After declining steadily for the past decade, IBM has come alive due to its potential with artificial intelligence (AI). Shares are up 36% over the past year alone. There is legitimacy to IBM's revival, but investors must be careful not to overpay because there might be more hype than substance.
Is that the case for IBM today? Let's look at how AI affects IBM right now and gauge just how good IBM stock might be to buy.
AI growth is sparking IBM's business
Once a technology titan, IBM was left behind when the arrival of the cloud disrupted its legacy enterprise hardware business. It's reinvented itself over the years, becoming a mixture of hardware, software, and consulting solutions, but it's struggled to grow consistently. It shed its IT infrastructure services business in 2021, spinning it off as Kyndryl, and that's helping IBM start to grow again.
Now, IBM believes artificial intelligence can carry the torch for future revenue growth. During its fourth-quarter earnings report, management commented that bookings for Watsonx and generating AI roughly doubled in the three months from the third quarter to Q4. That sounds encouraging. IBM grew revenue by 2% in 2023 over 2022, and 2024 guidance calls for accelerating to mid-single-digit revenue growth companywide. This evidence supports the assertion that IBM is seeing a notable uptick in its business.
This is excellent news for the company, but investors should be careful not to get too excited. After all, mid-single-digit revenue growth doesn't exactly scream hyper-growth stock that investors should unquestioningly pay anything for.
So, let's look at IBM's financial big picture.
IBM isn't a growth stock, so don't treat it like one
Just because IBM is growing doesn't necessarily make it a growth stock. The company's financials will show that IBM is anything but a high-growth investment opportunity. AI potential has excited analysts enough to raise their long-term earnings growth estimates. Boosting estimates from 5% to 6.7% is a significant uptick percentage-wise, but from a numbers standpoint, it is not that big a difference from where it was.

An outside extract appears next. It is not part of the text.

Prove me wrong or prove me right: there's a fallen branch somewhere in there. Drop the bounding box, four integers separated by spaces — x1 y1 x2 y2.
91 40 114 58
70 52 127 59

Additionally, the company is deeply in debt thanks to continual acquisitions and spending. There is roughly 3.8 times more long-term debt on the balance sheet than IBM's EBITDA, which is a ratio I generally like to see under 2.5. Then, factor in IBM's commitment to the dividend, which shows up in its 28-year streak of consecutive dividend raises. The dividend costs roughly $6 billion, half of IBM's guided free cash flow for 2024.
This isn't meant to be a put-down of IBM, but investors need to see a company for what it is. IBM is a fine dividend stock. The dividend yield is 3.5% today, and there's enough growth to fund more increases, while the $6 billion in leftover cash flow can help management repurchase shares or pay down debt. It doesn't do investors any good to try to paint the company as something it's not, especially in the face of broader AI excitement. This is not another Nvidia.
Is IBM a buy?
As a dividend stock, paying a reasonable valuation is even more crucial. A severe overpayment can create years of poor returns while the underlying business catches up to the stock's price tag.
IBM's big rally over the past year has bumped the valuation from a forward price-to-earnings (P/E) ratio of 14 to over 18. Is 18 times earnings a good price to pay for the stock? It may not be if IBM can't outperform analysts' projected 6% to 7% earnings growth estimates. That's a price/earnings-to-growth (PEG) ratio of roughly 3, which is about double the ratio I prefer.
Again, IBM is a fine dividend stock, and the accelerating revenue growth in 2024 is encouraging. But investors looking for total returns may have missed the big move. Of course, the stock could keep going up, but it's getting hard to like its chances of solid returns.